When they hooked up with L.A.-based indie label Dangerbird Records over two years ago, Darker My Love had captured an aesthetic that got them lumped in with Sabbath/Spiritualized disciples such as Dead Meadow and the Warlocks, and they backed it with shows that pulverized throngs of Silver Lake eardrums.

Nice, but no cause for creative stasis. The band made sure to tell anybody who'd listen that their body of work was only a starting point, and that those songs were even a little long in the tooth.

"That's the great thing about any art," Barbato says. "You're never really through."

Written in stops and starts over a yearlong period while serving as the backing band for the Fall, "2" (due Aug. 5) melds West Coast psychedelia with vintage Britpop churn. It's hyper-harmonized psych-pop on HGH, with antecedents from throughout pop's Wayback Machine: the Beatles, Beach Boys and Byrds; the Jesus and Mary Chain, Charlatans UK and Verve; and even lesser-known SoCal acts such as the Lassie Foundation and Black Rebel Motorcycle Club.

Front to back, the focus of the album, which Everett calls "a hitchhiker's guide to getting through L.A.," is on the songwriting. "We tried for a cohesive thread through the whole record," Barbato says.

The songs wrestle with dualities both material and spiritual.

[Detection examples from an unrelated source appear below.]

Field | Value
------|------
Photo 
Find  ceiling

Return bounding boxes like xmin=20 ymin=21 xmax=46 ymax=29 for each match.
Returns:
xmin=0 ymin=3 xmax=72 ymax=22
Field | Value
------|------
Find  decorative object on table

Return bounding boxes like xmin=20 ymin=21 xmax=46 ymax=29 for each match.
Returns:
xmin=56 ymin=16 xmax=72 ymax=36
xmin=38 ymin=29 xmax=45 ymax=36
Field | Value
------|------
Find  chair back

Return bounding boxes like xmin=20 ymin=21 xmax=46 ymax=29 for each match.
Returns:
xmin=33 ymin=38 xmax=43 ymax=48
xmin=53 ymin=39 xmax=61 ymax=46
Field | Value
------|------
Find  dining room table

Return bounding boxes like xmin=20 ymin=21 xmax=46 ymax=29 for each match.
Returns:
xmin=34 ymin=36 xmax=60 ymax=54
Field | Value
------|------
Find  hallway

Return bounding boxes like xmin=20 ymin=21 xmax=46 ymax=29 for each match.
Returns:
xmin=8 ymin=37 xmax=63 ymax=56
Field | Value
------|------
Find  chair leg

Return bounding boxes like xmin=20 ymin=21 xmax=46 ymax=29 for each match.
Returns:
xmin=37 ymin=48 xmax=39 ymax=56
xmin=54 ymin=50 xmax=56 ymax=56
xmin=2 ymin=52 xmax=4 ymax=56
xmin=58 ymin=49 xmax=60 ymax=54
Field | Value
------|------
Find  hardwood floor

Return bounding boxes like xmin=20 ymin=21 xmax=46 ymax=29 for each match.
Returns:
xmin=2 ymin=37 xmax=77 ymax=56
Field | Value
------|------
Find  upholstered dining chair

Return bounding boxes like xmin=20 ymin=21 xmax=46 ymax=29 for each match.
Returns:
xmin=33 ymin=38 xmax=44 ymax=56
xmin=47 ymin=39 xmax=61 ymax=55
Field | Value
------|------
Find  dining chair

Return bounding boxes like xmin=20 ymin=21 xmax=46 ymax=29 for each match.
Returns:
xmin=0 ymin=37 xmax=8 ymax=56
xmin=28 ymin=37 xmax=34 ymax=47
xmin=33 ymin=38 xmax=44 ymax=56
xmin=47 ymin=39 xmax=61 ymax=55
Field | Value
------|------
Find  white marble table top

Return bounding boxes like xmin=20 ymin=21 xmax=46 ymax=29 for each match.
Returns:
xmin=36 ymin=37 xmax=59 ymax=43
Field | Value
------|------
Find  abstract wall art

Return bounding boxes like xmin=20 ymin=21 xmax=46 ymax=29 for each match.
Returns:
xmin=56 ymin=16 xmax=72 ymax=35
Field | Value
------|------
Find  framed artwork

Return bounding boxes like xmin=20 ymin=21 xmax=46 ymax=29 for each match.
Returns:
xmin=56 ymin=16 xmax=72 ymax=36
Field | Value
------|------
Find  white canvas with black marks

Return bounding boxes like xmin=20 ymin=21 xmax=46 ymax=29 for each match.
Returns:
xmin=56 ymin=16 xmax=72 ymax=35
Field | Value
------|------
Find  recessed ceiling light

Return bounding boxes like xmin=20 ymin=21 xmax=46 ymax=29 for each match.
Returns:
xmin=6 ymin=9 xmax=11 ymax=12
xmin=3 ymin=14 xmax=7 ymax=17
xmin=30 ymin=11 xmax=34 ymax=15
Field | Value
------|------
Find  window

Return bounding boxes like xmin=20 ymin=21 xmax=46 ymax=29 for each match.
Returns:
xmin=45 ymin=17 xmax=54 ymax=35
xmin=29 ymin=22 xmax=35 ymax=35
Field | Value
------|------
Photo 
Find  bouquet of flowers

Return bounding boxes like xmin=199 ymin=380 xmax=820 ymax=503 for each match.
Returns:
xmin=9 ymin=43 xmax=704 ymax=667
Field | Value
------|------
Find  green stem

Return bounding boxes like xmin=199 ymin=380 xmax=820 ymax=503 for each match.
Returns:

The first single, "Two Ways Out," is a wry riff on life and death that's every bit as gleefully disembodied as its video. ("It's the optimist's side of being sad," Presley says with a smile.) "Talking Words" weds gnarly guitars to ruminative pretty-boy vocals with dizzying results. "Pale Sun" somehow turns into a slow-mo trip over its agitated underpinning.